施設で清掃の仕事をしていた私。仕事を軽く見られているように感じ、悔しい思いをすることもありました。しかし、毎日床を見ているからこそ気づいた小さな異変が、転倒事故を防ぐことにつながりました。
見えない仕事への偏見
私は施設内の廊下や共有スペース、トイレなどの清掃を担当していました。利用者さんが気持ちよく過ごせるよう、汚れを落とすだけでなく、床が濡れていないか、危険な物が落ちていないかも確認しながら作業していました。

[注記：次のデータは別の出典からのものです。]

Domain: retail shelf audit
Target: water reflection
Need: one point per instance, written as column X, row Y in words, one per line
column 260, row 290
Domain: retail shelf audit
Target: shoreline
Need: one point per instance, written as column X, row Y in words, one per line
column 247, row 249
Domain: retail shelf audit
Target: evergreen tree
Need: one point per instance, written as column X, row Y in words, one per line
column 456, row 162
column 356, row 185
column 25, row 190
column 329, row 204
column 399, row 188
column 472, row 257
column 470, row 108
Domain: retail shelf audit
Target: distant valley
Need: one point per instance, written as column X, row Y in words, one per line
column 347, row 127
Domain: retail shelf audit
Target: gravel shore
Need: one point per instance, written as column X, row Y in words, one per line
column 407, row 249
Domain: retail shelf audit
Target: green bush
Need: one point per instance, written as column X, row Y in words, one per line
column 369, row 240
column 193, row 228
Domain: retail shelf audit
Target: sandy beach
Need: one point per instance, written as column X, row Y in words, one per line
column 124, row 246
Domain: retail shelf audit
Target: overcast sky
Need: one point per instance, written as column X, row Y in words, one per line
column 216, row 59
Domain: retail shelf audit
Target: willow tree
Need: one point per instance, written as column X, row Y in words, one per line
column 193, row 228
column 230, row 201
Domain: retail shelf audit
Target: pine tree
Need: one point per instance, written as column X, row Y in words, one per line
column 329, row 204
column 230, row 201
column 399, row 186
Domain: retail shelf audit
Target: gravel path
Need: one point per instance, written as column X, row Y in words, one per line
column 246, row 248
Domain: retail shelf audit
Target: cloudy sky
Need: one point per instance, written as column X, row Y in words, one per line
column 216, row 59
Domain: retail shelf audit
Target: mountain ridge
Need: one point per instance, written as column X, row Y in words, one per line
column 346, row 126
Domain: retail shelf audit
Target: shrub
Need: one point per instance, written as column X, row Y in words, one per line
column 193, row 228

しかし、一部の職員からは「ただの清掃員でしょ」と言われたこともあります。こちらが施設内の気になる点を伝えても、「清掃だけしてくれればいいから」と軽く流されることがあり、悔しく感じていました。
床の違和感
ある日、いつものように廊下をモップがけしていると、一部分だけ床の感触が違うことに気付きました。よく見ると、床材の端がわずかに浮き上がっていたのです。ほんの小さな浮きでしたが、つま先が引っかかれば転倒する可能性があります。その廊下は、高齢の利用者さんや足元がおぼつかない方もよく通る場所でした。
私はすぐに職員へ報告しましたが、「今は忙しいから、後で確認します」と言われました。それでも心配だったため、浮いている部分がわかるように目印を置き、別の責任者にも事情を伝えました。